Quand on perd un animal, la question d’en reprendre un se pose naturellement. Dans mon cas personnel, j’avais prévu d’adopter un chiot quand Ghost aurait 10/12 ans. Cela me semblait plus facile de faire ainsi, le chiot aurait déjà été à la maison à la mort de Ghost et je n’aurais pas eu à me poser la question. La vie en a décidé autrement et Jazzy est devenue le seul chien de la famille.

Il a été inconcevable pour moi de reprendre un chien à la mort de Ghost. C’était impossible, et cela, pour plusieurs raisons. Tout d’abord, je pensais ne pas être capable d’aimer un nouvel animal et je refusais d’infliger cela à un chiot qui n’avait pas demandé à être adopté. J’avais déjà du mal à passer du temps avec Jazzy sans lui en vouloir d’être en vie et pas Ghost, et sans me sentir affreusement coupable d’être aussi horrible de penser de la sorte.

Deuxièmement, et c’est assez paradoxal, j’avais peur d’aimer un nouvel animal et de trahir Ghost. J’avais peur de le « remplacer ». Oui, vraiment. Je ne me faisais pas confiance de continuer à chérir la mémoire de mon chien, j’avais peur de passer à autre chose facilement.
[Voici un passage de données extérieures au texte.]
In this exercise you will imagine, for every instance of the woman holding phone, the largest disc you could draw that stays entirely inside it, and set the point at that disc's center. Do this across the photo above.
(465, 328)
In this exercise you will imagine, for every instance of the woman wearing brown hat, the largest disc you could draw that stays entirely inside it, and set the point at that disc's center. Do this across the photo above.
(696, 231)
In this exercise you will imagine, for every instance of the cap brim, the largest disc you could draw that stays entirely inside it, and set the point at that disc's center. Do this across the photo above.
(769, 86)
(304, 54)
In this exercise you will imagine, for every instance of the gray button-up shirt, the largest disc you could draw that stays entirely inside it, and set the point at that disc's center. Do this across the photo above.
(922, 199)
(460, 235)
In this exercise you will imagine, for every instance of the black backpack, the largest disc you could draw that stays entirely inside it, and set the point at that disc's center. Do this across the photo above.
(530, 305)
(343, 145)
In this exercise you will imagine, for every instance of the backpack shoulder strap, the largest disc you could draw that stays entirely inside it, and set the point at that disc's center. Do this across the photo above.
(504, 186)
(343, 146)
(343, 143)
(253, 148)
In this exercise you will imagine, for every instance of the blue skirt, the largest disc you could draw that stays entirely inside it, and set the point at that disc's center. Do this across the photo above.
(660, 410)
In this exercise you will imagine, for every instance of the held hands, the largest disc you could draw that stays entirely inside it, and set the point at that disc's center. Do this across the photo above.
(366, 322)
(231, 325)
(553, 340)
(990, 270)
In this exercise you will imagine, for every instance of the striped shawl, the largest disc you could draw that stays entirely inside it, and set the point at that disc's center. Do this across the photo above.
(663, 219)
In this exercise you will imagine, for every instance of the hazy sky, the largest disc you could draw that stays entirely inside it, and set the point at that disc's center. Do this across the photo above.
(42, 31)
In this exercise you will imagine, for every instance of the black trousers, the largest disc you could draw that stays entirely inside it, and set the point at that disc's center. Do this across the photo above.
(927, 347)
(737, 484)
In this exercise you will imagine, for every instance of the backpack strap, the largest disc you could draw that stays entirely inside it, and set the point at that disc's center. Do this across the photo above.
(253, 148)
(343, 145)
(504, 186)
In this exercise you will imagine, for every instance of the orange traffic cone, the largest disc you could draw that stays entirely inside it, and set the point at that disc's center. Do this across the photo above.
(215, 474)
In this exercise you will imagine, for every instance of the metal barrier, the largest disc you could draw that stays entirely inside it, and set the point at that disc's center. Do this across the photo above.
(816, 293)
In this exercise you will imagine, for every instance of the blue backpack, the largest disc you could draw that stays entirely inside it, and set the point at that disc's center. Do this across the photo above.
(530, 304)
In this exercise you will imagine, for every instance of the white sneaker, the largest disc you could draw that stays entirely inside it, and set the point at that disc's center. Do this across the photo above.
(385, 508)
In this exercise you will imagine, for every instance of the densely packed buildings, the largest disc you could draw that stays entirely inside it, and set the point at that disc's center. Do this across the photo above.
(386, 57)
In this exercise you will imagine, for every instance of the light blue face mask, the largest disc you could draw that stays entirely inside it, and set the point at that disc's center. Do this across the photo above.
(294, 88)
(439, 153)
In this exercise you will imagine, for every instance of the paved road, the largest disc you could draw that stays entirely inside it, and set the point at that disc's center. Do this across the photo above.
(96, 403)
Enfin, je ne souhaitais pas qu’un chiot vienne compenser ma perte. Je ne voulais pas qu’il porte sur ses épaules le poids de mon deuil et de ma tristesse. Ça aurait été égoïste de ma part, et de plus, une fois que ma peine serait atténuée, n’allais-je pas me lasser du nouvel arrivant ?

J’imagine que chaque cas est unique. Il y a des gens qui reprennent immédiatement un nouvel animal et d’autres qui ne pourront plus jamais caresser un chien de leur vie. On a beau écouter tous les conseils du monde, finalement, il n’y a que nous qui sachons ce dont nous sommes capables ou non. Moi je me suis posée des tas de questions. J’ai lu des articles de spécialistes, des témoignages. Je ne voulais pas chercher un nouveau chien, mais je n’étais pas fermée à l’idée. Enfin… ça dépendait des jours.
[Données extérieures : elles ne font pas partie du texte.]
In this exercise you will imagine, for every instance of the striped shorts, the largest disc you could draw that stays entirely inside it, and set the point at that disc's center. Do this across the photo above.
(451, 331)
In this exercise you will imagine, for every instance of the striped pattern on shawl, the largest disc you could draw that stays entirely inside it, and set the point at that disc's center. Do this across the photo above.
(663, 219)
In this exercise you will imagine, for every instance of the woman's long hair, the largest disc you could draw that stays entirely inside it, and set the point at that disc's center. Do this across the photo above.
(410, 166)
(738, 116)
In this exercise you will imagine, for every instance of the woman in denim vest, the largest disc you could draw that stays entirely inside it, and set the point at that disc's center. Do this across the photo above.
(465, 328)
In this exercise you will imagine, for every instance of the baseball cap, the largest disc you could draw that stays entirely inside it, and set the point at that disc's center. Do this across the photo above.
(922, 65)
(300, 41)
Parfois, oui, je voulais reprendre un chiot. Parce que je savais que les premiers mois, avec l’apprentissage de la propreté et l’éducation, allaient me prendre toute mon énergie et que je n’en aurais plus pour être triste. Mais le plus souvent, je voulais rester seule avec mes filles.

C’est finalement Ghost qui aura pris la décision pour moi au mois de mai.

Aujourd’hui, après presque trois mois de cohabitation avec ce nouvel arrivant, j’ai répondu à mes interrogations. J’aime Hachiko, comme j’aime Jazzy et Isatis. Je ne l’aime pas « à la place de » Ghost. Il m’aide dans mon deuil, oui, mais ce n’est pas lui qui en porte tout le poids. Je sais faire la différence entre mes animaux, vivants ou mort. L’amour ne se fractionne pas.

Il y aura toujours des gens pour vous dire qu’il faut absolument reprendre un animal après le décès d’un autre. Certains seront sincèrement soucieux de votre bien-être « remontez en selle après être tombé ! », d’autres vous le diront parce que pour eux, un animal, ça se remplace si vraiment vous êtes trop tristes.

Il y aura toujours des gens pour vous faire culpabiliser d’avoir repris un animal comme si vous aviez oublié celui qui est mort.

Moi ce que j’en dis ? C’est votre problème à vous. Vous êtes la personne la plus capable de faire les meilleurs choix pour vous. La seule chose que je puisse vraiment conseiller est de penser aussi à celui ou celle que vous allez adopter. C’est une nouvelle responsabilité.